Let me fix some notation. Let $I_1,…,I_K$ be the intervals on which $T$ is defined. Let $J_k = T(I_k)$, $k=1,…,K$. Let $\partial I$ denote the union of the endpoints of the $I_k$'s and let $\partial J$ be the union of the endpoints of the $J_k$'s. Note that $\partial I$, $\partial J$ have the same cardinality $K+1$.

If $x \in D$ then its forward orbit $x_i \in D$ is inductively defined for integers $i \in [0,\infty)$ by setting $x=x_0$ and $x_{i+1}=T(x_{i})$, and it follows that:

• $x_i \not\in \partial I$ for all $i \in [0,\infty)$
• $x_i \not\in \partial J$ for all $i \in [1,\infty)$ (because $x_{i-1} \not\in \partial I$).
• $x_i$ is periodic with some period $N$, that is $x_{i+N}=x_i$ (by hypothesis).
• $x_i$ can be bi-infinitely extended in a unique way so that $x_{i+1}=T(x_i)$ for all $i \in (-\infty,+\infty)$ (because $x_0=x_N \not\in \partial J$ has a unique pre-image $x_{-1} = x_{N-1}$, etc.)

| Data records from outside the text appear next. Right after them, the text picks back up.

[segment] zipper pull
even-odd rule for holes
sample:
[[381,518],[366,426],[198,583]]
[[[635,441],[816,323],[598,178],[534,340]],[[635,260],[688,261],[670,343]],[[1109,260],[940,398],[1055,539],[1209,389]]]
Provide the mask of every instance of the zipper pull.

Now list the points of $\partial J$ from left to right as $b_0,b_1,…,b_K$. Since the backward orbit of $b_k$ is not infinite (it cannot be extended backward even a single unit), it follows that its forward orbit is not infinite, and the only way that can happen is if its forward orbit stops at some point of $\partial I$. So its forward orbit forms a set of the form $$B_k = \{b_k=x_{k,0}, \,\, x_{k,1}, \,\, …,\,\, x_{k,i_k}=a_k\} $$ for some $a_k \in \partial I$. Note that $b_k \mapsto a_k$ is a well-defined function $\partial J \mapsto \partial I$, it is obviously one-to-one, and therefore it is onto.

The set $B_0 \cup \cdots \cup B_K$ cuts the interval $[0,1]$ into finitely many subintervals, and on the interior of each of these intervals the period is continuous and is therefore constant. Thus there are only finitely many periods.